This is from 9/02, but I dont recall seeing it discussed here. Has anyone else heard of this? Looks like one more reason to be sure to get a C1 stepping P4.
Geek.com
Geek.com
Many have noticed that the 2.8GHz P4 released recently had some fairly substantial performance increases. Well, it's not just because its faster in MHz alone. Intel has now fixed a performance decreasing bug that's plagued P4s and Xeons since the get-go. The bug was a slippery little devil which comes up only under certain circumstances but causes prefetch operations to fail. Hardware prefetch is one of the numerous speed-up mechanisms employed by modern super-scalar processors. It tries to look ahead to see what data might be needed next. When it finds some, it starts the load several steps in advance, so when it's actually needed later on it's already there. This removes some of the latency associated with data reads from main memory or the cache. Intel's IA-32 documentation refers to them as temporal loads, or loads that are altered slightly from the time they'll actually be needed in code. Prefetching works great when it works; but Intel's P4s and Xeons (prior to the C1 stepping) had a flaw that affected prefetch operations by corrupting the data under certain circumstances. The C1 stepping has now fixed the problem, and Intel's processors today can run with fully enabled prefetching. The errata is described by Intel on page 28, item "O37" of this PDF. It states:
Problem: The processor may use stale data from the cache while the Hardware Prefetcher is enabled.

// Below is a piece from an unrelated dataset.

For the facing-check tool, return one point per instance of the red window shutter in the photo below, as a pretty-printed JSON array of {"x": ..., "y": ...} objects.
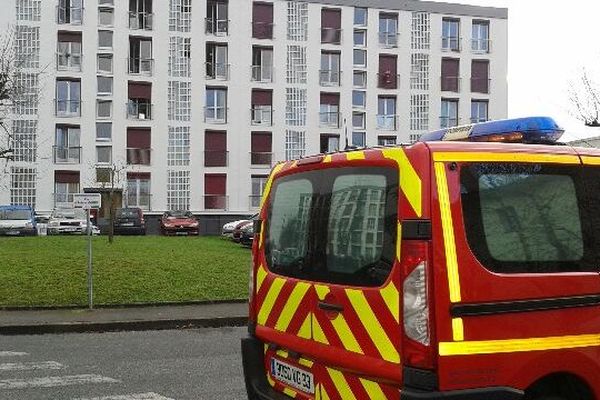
[{"x": 66, "y": 176}]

Workaround: Disable the Hardware Prefetcher by setting bit 9 in register IA32_MISC_ENABLE - MSR Address 01A0h via the BIOS.
In summary, many of the performance increases we're seeing with Intel's latest P4s (and Xeons) come from the fact that Intel can now use their hardware prefetch mechanisms. Read more at The Inquirer.
Rob's Note: AnandTech saw a 2% speed-up in their tests of the new core vs. the old core at the same clockspeed. The letter to The Inquirer states the bug fixes "... may be the source of the amazing increase in performance." This refers to an earlier The Inquirer article entitled "P4 2.80GHz Bapcocked to 3.917GHz," where liquid nitrogen was used to overclock it to 3.917GHz. So, there's a slight performance increase at regular clock speeds, and possibly the bug fix accounts for the ability to clock the P4 much higher.